Contracts, Arrangements, Understandings or Relationships With Respect to Securities of the Issuer.

Item 6 is hereby amended to add the following:

On May 23, 2008, the Reporting Persons entered into the Settlement Agreement as discussed in further detail in Item 4.

Item 7.
Material to be Filed as Exhibits.

 
Item 7 is hereby amended to add the following:

 
99.1
Settlement Agreement by and among VAALCO Energy, Inc., Nanes Delorme Partners I LP, Nanes Balkany Partners LLC, Nanes Balkany Management LLC, Julien Balkany and Daryl Nanes dated May 23, 2008.
 
 
10

CUSIP NO. 91851C201
 
SIGNATURES

After reasonable inquiry and to the best of his knowledge and belief, each of the undersigned certifies that the information set forth in this statement is true, complete and correct.

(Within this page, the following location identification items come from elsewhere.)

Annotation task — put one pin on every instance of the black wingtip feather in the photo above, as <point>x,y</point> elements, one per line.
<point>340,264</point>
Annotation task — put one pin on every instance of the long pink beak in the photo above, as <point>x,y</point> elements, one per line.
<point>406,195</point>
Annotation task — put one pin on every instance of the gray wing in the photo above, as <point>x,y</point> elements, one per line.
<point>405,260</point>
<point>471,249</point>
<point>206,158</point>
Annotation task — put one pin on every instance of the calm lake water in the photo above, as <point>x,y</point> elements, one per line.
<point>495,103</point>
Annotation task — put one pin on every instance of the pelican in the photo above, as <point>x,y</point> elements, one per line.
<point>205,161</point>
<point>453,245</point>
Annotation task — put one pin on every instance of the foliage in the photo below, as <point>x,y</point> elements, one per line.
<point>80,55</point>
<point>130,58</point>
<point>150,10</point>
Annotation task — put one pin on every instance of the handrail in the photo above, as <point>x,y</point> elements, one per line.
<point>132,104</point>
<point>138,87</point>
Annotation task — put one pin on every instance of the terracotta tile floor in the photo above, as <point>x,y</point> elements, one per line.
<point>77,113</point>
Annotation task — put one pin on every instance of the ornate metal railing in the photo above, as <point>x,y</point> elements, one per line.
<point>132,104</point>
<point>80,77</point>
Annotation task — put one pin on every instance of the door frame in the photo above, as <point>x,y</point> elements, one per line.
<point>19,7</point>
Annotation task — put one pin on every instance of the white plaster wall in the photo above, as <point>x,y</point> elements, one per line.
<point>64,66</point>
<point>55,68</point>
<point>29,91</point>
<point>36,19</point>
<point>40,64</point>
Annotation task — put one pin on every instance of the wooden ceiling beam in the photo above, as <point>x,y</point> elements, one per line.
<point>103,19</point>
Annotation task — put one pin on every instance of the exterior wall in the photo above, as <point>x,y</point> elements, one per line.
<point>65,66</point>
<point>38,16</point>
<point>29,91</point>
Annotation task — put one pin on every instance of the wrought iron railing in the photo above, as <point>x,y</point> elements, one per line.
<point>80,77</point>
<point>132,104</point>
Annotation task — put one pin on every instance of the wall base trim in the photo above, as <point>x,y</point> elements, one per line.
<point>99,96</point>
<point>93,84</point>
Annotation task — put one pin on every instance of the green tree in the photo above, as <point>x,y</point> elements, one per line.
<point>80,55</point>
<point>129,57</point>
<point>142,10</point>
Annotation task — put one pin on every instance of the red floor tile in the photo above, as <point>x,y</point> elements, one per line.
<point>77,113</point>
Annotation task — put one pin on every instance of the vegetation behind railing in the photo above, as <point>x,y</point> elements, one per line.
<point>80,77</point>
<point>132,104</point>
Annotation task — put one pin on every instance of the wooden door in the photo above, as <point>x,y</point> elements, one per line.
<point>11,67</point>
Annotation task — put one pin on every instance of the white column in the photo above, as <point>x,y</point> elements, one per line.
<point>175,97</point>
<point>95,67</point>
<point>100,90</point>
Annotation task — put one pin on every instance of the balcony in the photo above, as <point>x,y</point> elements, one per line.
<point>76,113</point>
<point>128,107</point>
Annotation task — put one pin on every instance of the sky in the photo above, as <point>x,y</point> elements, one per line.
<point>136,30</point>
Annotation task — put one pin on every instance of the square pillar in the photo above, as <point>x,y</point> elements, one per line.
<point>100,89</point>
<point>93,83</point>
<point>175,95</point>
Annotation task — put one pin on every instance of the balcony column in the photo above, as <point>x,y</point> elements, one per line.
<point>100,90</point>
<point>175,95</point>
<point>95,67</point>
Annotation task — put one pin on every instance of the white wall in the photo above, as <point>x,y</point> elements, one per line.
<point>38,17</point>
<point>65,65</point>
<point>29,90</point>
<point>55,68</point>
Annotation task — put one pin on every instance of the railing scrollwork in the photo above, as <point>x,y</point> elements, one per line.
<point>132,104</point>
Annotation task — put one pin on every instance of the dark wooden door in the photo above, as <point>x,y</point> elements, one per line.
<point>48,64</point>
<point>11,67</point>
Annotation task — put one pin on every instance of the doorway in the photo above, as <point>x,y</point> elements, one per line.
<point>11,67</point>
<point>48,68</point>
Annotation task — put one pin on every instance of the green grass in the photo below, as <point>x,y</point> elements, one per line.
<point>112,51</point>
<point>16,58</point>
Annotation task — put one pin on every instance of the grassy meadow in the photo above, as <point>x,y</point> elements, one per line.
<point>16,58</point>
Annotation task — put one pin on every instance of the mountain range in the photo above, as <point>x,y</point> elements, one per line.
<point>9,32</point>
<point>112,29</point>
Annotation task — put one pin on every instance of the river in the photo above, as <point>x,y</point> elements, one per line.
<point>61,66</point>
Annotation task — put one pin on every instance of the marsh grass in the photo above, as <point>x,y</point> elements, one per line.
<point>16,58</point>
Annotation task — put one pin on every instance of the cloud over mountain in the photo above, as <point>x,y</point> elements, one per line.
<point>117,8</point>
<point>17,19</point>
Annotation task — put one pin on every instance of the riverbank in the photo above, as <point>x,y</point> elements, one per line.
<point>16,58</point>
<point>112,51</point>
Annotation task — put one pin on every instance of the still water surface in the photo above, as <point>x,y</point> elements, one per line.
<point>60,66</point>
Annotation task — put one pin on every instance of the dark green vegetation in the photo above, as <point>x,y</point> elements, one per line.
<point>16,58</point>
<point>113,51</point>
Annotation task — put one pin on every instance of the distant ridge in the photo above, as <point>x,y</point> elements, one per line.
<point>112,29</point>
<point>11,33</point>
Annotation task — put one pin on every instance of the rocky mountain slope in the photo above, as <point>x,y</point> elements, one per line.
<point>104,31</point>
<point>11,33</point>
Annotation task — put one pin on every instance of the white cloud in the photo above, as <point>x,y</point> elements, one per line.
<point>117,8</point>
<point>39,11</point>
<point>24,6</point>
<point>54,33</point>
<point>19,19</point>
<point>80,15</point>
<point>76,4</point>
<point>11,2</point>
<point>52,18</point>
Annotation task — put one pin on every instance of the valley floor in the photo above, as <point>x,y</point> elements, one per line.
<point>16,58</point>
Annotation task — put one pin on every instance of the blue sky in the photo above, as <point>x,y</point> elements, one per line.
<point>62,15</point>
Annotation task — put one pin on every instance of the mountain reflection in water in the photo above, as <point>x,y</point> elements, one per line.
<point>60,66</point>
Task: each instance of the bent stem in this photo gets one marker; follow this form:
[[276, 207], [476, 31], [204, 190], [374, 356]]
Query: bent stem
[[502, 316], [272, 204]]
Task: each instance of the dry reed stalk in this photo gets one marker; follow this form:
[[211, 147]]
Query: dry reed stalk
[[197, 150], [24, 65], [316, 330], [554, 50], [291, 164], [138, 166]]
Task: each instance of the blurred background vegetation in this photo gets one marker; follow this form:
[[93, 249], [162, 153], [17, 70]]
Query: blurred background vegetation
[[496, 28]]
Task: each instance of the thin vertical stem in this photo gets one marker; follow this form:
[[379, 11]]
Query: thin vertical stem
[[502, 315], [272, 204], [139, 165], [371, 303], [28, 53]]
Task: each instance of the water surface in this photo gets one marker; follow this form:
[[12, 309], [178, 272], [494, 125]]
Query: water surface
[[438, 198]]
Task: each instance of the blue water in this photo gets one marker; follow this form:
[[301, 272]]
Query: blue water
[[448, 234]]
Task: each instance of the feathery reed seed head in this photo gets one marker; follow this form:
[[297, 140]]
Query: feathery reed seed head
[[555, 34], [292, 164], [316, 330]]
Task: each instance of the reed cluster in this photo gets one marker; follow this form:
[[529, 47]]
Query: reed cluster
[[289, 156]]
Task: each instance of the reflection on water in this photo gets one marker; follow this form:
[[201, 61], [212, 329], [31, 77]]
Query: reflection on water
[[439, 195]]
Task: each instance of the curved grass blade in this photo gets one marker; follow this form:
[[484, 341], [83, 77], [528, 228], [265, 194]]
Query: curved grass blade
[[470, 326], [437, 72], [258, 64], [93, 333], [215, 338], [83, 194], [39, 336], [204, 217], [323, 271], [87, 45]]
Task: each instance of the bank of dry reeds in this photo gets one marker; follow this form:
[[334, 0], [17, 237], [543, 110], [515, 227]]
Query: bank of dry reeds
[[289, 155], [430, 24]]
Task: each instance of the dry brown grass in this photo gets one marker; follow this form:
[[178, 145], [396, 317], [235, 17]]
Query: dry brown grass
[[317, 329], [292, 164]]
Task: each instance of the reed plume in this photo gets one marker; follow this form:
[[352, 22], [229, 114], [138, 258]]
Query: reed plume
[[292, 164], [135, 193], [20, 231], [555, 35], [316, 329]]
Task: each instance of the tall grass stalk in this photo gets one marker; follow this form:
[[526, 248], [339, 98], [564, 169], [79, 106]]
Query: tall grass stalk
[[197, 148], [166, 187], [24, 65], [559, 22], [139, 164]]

Dated:                      May 27, 2008
NANES DELORME PARTNERS I LP
   
 
By:
Nanes Balkany Partners LLC
General Partner
   
 
 
By:
/s/ Daryl Nanes
   
Name: Daryl Nanes
Title:   Managing Member


 
NANES BALKANY PARTNERS LLC
   
 
By:
/s/ Daryl Nanes
   
Name: Daryl Nanes
Title:   Managing Member


 
NANES BALKANY MANAGEMENT LLC
   
 
By:
/s/ Daryl Nanes
   
Name: Daryl Nanes
Title:   Managing Member


 
/s/ Julien Balkany
 
JULIEN BALKANY


 
/s/ Daryl Nanes
 
DARYL NANES


 
/s/ Daryl Nanes
 
DARYL NANES
as Attorney-In-Fact for Leonard Toboroff


 
/s/ Daryl Nanes
 
DARYL NANES
as Attorney-In-Fact for Clarence Cottman III
 

 
11

CUSIP NO. 91851C201

EXHIBIT LIST

Exhibit

99.1
Settlement Agreement by and among VAALCO Energy, Inc., Nanes Delorme Partners I LP, Nanes Balkany Partners LLC, Nanes Balkany Management LLC, Julien Balkany and Daryl Nanes dated May 23, 2008.